APA BUKTI BAKTIMU KEPADA ORANG TUA?
Akhlak mulia sesama manusia dimulai dengan birul walidain. Karena kedua orang tua lebih berhak dibanding dengan sesama manusia. Keduanya sangat dituntut untuk dimuliakan disikapi dengan akhlak yang mulia. Bagaimana tidak sedangkan Allah sendiri meletakkan beriringan dengan kalimat tauhid.

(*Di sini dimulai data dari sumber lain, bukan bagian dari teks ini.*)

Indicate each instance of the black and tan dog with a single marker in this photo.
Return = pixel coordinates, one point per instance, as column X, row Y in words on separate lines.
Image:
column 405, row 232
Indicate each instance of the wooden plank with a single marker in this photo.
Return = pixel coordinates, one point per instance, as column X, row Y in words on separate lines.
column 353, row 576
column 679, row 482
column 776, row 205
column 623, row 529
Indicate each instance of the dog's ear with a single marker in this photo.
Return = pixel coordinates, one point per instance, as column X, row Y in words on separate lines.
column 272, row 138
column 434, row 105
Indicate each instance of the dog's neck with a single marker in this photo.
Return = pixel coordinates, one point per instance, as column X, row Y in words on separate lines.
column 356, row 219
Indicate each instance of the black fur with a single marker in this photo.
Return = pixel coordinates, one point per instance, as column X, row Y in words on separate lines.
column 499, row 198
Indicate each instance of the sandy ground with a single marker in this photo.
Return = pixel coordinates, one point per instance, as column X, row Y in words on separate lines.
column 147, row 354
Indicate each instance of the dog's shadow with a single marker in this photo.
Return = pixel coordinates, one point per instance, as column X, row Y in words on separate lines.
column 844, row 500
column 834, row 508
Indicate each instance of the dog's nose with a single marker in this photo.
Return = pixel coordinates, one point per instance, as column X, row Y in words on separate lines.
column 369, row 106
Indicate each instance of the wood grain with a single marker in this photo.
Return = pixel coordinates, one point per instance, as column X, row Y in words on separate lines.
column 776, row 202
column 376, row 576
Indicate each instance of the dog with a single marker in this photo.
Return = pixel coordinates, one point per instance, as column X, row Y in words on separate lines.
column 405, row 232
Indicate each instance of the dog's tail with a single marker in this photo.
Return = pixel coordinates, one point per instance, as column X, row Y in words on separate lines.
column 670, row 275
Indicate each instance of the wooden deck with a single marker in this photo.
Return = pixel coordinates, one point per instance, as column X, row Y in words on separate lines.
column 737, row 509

 وَقَضَى رَبُّكَ أَلاَّ تَعْبُدُواْ إِلاَّ إِيَّاهُ وَبِالْوَالِدَيْنِ إِحْسَانًا

Dan Tuhanmu telah memerintahkan supaya kamu jangan menyembah selain Dia dan hendaklah kamu berbuat baik pada ibu bapakmu dengan sebaik-baiknya.” (Al-Isra: 23)

قُلْ تَعَالَوْاْ أَتْلُ مَا حَرَّمَ رَبُّكُمْ عَلَيْكُمْ أَلاَّ تُشْرِكُواْ بِهِ شَيْئًا وَبِالْوَالِدَيْنِ إِحْسَانًا

Katakanlah: "Marilah kubacakan apa yang diharamkan atas kamu oleh Tuhanmu yaitu: janganlah kamu mempersekutukan sesuatu dengan Dia, berbuat baiklah terhadap kedua orang ibu bapak.” (Al-An’am: 151)

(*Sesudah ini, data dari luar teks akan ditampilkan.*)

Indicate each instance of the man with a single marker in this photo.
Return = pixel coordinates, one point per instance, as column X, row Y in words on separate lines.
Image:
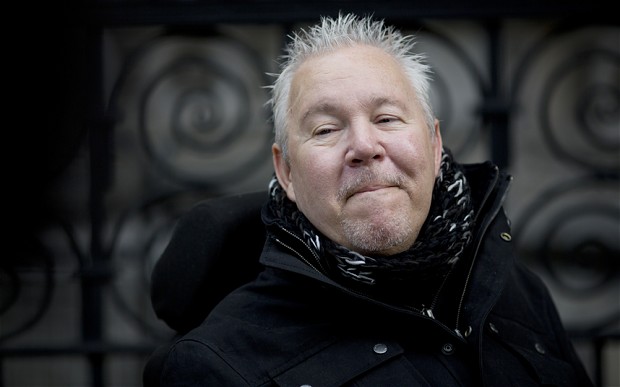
column 386, row 263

وَاعْبُدُواْ اللّهَ وَلاَ تُشْرِكُواْ بِهِ شَيْئًا وَبِالْوَالِدَيْنِ إِحْسَانًا

Sembahlah Allah dan janganlah kamu mempersekutukan-Nya dengan sesuatupun. Dan berbuat baiklah kepada dua orang ibu-bapak.” (An-Nisa: 36)

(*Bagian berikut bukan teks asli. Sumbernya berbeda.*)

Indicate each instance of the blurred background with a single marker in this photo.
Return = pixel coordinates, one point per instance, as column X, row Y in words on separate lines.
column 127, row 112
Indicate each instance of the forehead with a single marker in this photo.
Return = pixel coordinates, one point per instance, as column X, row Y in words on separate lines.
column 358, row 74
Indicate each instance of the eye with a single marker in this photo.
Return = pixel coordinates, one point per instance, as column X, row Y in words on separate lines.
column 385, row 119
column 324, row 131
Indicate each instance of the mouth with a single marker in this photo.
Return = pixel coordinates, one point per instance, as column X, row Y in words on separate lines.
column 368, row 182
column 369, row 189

أَنِ اشْكُرْ لِي وَلِوَالِدَيْكَ إِلَيَّ الْمَصِيرُ

Bersyukurlah kepadaKu dan kepada dua orang ibu bapakmu, hanya kepada-Kulah kembalimu.” (Luqman: 14) Masih banyak ayat semakna seperti di atas. Ada juga dalam hadits Bukhari dalam Al-Adabul Mufrad dalam banyak bab yang menyinggung masalah birrul walidain bagaimana memperlakukan kedua orang tua dengan pergaulan yang baik, sopan santun, tutur kata yang baik, berlaku lembut, dan seterusnya. Memang orang tua mempunyai hak lebih untuk dipergauli dengan adab dan akhlak yang mulia dibanding manusia yang lain. Hal ini ditunjukkan dalam hadits:

عَنْ عَبْدُ اللَّهُ بْنِ مَسْعُوْدٍ أَنَّهُ قَالَ سَأَلْتُ النَّبِيَّ صَلَّى اللَّهُ عَلَيْهِ وَسَلَّمَ أَيُّ الْعَمَلِ أَحَبُّ إِلَى اللَّهِ قَالَ الصَّلَاةُ عَلَى وَقْتِهَا قَالَ ثُمَّ أَيٌّ قَالَ ثُمَّ بِرُّ الْوَالِدَيْنِ قَالَ ثُمَّ أَيٌّ قَالَ الْجِهَادُ فِي سَبِيلِ اللَّهِ قَالَ حَدَّثَنِي بِهِنَّ وَلَوْ اسْتَزَدْتُهُ لَزَادَنِي. (رواه البخاري).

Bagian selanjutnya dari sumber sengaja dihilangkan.